By this logic no one will spend real money for solar in the real world unless money is no object
 
This thread is very confusing: I spend a lot of American US dollars, yet, I pay a lot of US American dollars for electricity. From the FREE sun. It does not make sense. Can someone answer me why do I have to pay real money to instal solar? Someone is eating the cake here
There is definitely no winning for trying with our wonderful investor-owned utilities here in California. They get theirs no matter what.
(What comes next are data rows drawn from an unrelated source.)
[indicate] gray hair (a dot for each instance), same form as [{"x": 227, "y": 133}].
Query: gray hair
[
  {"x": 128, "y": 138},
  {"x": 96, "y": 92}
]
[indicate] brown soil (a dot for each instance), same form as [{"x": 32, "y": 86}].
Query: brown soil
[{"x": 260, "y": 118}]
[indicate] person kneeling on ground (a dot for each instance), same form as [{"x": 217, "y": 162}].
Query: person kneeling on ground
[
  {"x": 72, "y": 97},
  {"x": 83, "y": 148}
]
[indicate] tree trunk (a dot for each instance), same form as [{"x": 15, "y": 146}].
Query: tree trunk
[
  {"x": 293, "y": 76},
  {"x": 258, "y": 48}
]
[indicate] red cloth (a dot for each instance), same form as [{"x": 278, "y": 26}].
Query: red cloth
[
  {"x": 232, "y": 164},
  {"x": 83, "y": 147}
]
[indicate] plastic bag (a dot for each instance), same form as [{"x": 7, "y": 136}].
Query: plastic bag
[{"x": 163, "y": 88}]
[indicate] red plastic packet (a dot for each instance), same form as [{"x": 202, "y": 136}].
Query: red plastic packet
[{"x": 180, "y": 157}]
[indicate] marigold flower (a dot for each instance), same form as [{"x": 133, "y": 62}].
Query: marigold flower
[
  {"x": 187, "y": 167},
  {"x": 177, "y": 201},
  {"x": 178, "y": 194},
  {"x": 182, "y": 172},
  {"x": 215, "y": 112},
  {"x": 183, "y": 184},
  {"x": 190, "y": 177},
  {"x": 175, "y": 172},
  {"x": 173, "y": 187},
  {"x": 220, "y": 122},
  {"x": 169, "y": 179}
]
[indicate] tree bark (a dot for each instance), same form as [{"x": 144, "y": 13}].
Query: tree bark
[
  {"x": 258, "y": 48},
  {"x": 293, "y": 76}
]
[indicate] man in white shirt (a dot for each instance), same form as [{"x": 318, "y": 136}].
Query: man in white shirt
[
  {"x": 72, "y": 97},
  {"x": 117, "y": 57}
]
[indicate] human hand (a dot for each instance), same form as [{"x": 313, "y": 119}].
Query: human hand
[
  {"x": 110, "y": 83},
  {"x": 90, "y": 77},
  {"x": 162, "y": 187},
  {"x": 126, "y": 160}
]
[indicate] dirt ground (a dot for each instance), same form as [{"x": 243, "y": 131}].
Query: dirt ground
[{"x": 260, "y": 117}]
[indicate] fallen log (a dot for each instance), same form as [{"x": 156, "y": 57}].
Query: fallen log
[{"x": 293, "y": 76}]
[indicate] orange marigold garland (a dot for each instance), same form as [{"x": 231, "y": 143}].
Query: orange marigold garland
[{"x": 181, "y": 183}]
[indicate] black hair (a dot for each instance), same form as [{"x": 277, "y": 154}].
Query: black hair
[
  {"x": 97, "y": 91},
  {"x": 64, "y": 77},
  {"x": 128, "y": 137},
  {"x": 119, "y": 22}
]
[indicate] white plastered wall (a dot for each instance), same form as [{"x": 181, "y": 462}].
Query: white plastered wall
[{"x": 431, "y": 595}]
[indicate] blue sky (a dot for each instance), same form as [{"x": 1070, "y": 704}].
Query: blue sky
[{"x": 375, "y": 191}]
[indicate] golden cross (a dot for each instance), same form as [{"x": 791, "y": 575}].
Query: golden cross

The main thing being discussed is what are called “Non-Bypassable Charges”, a component of the net metering tariff that myself and the great majority of Californians with solar are regulated by. In short, ANY time you draw energy from the grid, you pay about 2-3 cents per kWh in non-bypassable charges that can’t be offset by your solar production credits. The justification for this charge is to make sure that everyone pays some share of the cost to maintain the grid.
 
November 30, 2025 is the absolutely last day for EV-A, according to the tariff sheet. It depends on your grandfathering initiation date.
I went to NEM2 on June 2020 so I guess I will be terminated on June 2025. Has anyone done any thinking on what the best plan to take might be?

I have FUSC so I have been using that a lot lately. With 2 PW and about 10 kW of solar I don't have a lot to spare except spring/fall. Today I make out fairly well by time shifting and using export everything during peak. So in many ways finding a plan that charges lots during peak is OK since I can store and send back my solar then.